I am using pandas to analyse existing ssh sessions to different nodes, for that I have parsed the ssh daemon log and I have a DataFrame that contains the following columns:
- Node: the name of the node where the connection was established
- Session: the ID of the session
- Start: timestamp indicating when the connection started
- Finish: timestamp indicanting when the connection ended
Here's a part of the data:
In [375]: sessions[1:10]
Out[375]:
Node Session Start Finish
1 svg01 27321 2015-02-23 07:24:45 2015-02-23 07:50:57
2 svg02 14171 2015-02-23 10:25:08 2015-02-23 14:33:24
3 svg02 14273 2015-02-23 10:26:21 2015-02-23 14:36:19
4 svg01 14401 2015-02-23 10:28:16 2015-02-23 14:38:04
5 svg01 26408 2015-02-23 14:01:49 2015-02-23 18:38:25
6 svg03 13722 2015-02-23 18:24:39 2015-02-23 20:51:59
7 svg05 17637 2015-02-23 19:10:00 2015-02-23 19:10:20
I want to generate an additional column that has the number of established sessions in a given node at when a new connection is established.

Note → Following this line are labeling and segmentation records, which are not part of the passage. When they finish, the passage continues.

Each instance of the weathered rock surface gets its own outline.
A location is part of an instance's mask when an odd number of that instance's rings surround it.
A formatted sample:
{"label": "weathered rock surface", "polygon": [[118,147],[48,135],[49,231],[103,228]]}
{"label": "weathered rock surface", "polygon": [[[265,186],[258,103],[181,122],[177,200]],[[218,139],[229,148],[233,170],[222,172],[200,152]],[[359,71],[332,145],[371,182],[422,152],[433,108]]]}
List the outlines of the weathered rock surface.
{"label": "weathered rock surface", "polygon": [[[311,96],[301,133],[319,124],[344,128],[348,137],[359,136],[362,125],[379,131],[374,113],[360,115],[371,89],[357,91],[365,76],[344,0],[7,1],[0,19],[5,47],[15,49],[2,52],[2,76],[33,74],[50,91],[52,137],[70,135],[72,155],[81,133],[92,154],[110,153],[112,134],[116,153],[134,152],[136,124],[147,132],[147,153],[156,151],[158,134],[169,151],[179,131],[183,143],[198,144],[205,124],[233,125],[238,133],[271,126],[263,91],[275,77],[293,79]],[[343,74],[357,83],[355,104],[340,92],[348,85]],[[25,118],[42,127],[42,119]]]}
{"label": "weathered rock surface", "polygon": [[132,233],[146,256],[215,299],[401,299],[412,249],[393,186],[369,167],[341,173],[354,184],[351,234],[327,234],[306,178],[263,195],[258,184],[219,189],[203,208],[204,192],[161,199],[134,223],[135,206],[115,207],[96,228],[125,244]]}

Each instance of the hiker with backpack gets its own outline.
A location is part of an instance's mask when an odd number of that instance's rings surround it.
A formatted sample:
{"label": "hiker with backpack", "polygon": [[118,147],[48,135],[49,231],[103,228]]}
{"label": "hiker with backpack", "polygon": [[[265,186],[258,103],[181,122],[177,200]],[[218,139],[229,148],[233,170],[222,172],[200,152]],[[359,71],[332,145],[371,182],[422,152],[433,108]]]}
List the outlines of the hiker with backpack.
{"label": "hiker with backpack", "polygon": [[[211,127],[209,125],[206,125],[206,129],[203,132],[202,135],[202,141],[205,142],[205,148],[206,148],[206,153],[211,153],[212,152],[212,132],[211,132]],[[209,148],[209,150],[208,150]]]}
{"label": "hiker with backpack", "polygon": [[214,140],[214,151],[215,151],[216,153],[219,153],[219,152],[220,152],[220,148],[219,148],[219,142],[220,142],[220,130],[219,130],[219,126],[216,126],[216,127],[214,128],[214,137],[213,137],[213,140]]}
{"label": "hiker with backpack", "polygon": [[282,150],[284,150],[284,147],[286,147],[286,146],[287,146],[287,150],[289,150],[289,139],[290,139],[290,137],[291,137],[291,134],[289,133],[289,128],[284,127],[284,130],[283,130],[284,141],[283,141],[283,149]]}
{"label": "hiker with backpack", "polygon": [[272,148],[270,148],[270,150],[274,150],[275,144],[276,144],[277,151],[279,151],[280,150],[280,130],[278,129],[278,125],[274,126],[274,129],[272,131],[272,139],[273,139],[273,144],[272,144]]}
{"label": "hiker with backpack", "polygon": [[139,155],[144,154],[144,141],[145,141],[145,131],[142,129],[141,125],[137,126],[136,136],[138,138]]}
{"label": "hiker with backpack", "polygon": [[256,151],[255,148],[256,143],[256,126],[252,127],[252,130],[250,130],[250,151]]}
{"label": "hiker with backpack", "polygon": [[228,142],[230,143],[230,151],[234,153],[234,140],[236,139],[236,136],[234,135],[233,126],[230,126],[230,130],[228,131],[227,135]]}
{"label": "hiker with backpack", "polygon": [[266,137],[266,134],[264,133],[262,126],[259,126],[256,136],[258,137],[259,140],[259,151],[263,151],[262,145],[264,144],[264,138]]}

Without taking into account the Node I can compute this using:
count_sessions = lambda t: sessions[(sessions.Start<t) & (sessions.Finish>t)].shape[0]
sessions['OpenSessions'] = sessions['Start'].map(count_sessions)
The problem is that I would also need to take into account the 'Node' column value but I do not know how to get it.
I could use the index of the element in the Series to get the node in the sessions DataFrame but I did not found any way to retrieve the index of the element passed to the map.